元々アキラはプロ入りを嘱望されていたのに、なかなか試験を受けてきませんでした。
それって、恐らくタイトルには興味ないのだと思うんですよね。
アキラの囲碁への熱を高めるのは、あくまで相手がいるときなのでは・・と感じるのです。

そうなると次のライバルが現れるまで、アキラにとっては苦難の時期が続くようにも思われます。
結果は奮っても、気持ちはどこか熱が入らない、というような・・。

その辺どうなるのか、出番は少なくなりそうですが引き続きアキラには注目していきたいところです。
もちろんヒカルがぐんぐん追い上げる展開も十分あると思いますからね。
2人の道がまた交わるときを楽しみに、今は両者の成長をそれぞれ見守っていきましょう。
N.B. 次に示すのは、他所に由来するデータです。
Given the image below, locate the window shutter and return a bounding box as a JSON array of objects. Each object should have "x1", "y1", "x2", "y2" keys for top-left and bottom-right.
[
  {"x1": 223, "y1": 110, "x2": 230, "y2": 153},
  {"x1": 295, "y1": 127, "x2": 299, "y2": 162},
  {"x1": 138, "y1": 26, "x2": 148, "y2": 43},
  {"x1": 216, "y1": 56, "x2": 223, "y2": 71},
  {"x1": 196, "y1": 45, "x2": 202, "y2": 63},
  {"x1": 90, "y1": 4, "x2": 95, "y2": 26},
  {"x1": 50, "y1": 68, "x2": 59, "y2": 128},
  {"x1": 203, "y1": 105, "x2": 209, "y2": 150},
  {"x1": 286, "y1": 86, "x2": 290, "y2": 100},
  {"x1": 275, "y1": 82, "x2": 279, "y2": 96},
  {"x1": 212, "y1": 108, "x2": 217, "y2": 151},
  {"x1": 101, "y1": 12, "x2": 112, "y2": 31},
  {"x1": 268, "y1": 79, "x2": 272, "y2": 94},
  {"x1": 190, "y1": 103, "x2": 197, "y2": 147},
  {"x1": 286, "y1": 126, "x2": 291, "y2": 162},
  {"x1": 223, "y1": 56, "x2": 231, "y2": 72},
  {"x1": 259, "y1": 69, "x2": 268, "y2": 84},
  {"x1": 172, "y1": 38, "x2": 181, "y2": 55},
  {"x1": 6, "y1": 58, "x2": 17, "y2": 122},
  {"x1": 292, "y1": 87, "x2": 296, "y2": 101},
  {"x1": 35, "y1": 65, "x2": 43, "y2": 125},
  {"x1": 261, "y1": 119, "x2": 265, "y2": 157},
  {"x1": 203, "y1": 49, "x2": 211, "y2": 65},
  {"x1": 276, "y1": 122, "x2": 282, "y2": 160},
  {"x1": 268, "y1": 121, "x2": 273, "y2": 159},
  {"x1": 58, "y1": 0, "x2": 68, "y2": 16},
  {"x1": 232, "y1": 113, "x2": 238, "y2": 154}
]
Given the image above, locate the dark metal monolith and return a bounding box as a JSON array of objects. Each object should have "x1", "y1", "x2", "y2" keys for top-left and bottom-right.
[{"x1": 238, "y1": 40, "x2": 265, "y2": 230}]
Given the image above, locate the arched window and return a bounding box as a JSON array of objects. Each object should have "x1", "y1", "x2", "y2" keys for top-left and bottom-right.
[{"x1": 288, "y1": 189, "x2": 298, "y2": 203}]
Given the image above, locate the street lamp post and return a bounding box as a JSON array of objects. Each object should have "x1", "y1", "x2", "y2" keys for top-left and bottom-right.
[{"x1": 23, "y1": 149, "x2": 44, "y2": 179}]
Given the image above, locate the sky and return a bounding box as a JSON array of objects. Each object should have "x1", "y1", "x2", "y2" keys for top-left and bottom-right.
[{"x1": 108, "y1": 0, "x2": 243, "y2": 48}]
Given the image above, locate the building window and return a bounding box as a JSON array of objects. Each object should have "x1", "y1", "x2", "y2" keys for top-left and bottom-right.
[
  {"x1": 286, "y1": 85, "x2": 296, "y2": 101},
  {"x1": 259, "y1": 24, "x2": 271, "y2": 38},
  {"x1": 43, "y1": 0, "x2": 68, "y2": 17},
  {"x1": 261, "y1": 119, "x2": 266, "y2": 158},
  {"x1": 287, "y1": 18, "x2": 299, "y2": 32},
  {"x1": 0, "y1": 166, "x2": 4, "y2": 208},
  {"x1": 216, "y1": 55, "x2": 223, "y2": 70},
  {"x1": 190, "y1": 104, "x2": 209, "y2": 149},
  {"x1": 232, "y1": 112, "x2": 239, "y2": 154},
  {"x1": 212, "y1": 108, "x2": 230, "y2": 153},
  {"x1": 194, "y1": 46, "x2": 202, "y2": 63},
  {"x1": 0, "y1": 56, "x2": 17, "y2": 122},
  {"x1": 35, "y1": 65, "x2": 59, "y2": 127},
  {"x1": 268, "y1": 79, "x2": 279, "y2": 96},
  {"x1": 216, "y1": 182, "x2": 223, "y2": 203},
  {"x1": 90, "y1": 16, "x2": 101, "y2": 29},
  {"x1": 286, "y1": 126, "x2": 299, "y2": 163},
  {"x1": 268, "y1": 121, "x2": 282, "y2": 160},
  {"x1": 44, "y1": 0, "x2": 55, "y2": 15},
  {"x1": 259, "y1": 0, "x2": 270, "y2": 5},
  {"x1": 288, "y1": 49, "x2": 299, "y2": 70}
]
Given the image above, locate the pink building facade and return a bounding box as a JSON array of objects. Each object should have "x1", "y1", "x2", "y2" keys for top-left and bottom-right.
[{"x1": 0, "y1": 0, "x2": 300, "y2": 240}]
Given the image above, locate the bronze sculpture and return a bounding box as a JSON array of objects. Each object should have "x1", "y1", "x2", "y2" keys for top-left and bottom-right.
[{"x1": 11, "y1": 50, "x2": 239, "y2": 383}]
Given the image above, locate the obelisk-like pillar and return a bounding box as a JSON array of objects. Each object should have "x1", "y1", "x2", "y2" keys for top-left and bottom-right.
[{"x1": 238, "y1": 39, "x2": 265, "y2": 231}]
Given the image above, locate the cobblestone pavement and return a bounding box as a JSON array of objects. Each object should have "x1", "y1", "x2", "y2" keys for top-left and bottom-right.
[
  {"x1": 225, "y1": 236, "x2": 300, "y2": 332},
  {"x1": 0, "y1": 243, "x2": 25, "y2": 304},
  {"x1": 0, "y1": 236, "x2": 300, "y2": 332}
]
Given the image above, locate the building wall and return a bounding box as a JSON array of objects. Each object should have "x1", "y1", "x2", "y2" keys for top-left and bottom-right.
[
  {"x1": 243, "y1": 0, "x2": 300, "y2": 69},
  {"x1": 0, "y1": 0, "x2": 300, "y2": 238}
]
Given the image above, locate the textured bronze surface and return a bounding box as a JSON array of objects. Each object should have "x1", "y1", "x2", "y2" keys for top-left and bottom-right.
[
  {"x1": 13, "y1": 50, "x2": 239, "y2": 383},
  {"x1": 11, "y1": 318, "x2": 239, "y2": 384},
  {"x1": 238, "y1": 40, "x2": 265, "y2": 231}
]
さて、そしてインターネット囲碁はsaiの正体を知りたがる者が増えているということで・・夏休みの終わりも相まり、一旦?休止となりました。
佐為には可哀想だけど、これ以上話題になると日本のプロ界も黙っていなかったでしょうからちょうどいい引き時だったのかも・・。

saiのことは、ネット界では伝説となりそうですね。
短期間だけ現れた彼は一体誰だったんだ・・と掲示板とかで延々語り継がれそうw
またほとぼりが冷めた頃挑戦してもいいと思うし、その頃には新たな囲碁サイトができているかもしれませんね(^^)


んで、2学期です。
あかりの方も女子新入部員が見つかったし、幸先のいいスタートですね!

筒井は引退にはならないのかな?
女子の方も以前ヒカルが連れてきた女子に大会だけ参加してもらえれば、男女共に秋の大会に出ることも可能そうで楽しみです!

今度はヒカルたち、どんな順番で参加するのでしょう。
ヒカルが中将になることもあるかな?でもそうなると筒井が三将だから、今年のうちはないかw
アキラのいない海王中と戦った場合、どこまで健闘できるかも気になるところです。


そして・・ついに佐為と打つことを決意したヒカル。
言われてみれば、2人が対局するところは見たことなかったw盲点でしたw
確かに打つのが、ヒカルにとっては面倒だもんなぁ。。

そしてそれに合わせて碁盤と碁石を揃えようと思い立ったヒカル。
そこから、佐為の話に流れていきそうで、これは興味深い!

やっぱり囲碁の才のある者には、佐為の姿が見えるものなのかもしれませんね。
その中で秀策とヒカルが選ばれたのには、何か理由があるのか。
そもそもヒカルの家と佐為は何か関係があるのか・・
その辺、色々気になります。

次回、祖父の口から事情が語られそうですね!
ヒカルと佐為の因縁ー
どんなものなのか、期待して待ちたいと思います。








さて、次回は佐為がついていた碁盤にまつわる話でしょうか。

ヒカルと出会うきっかけとなった碁盤。
そこに佐為の魂が定着したことには、何か理由があるのでしょうか?
そしてヒカルの家と佐為には、何か因縁のようなものがあるのでしょうかー?

いよいよ佐為についての色んな事情が明らかになるのでは、と期待が高まります!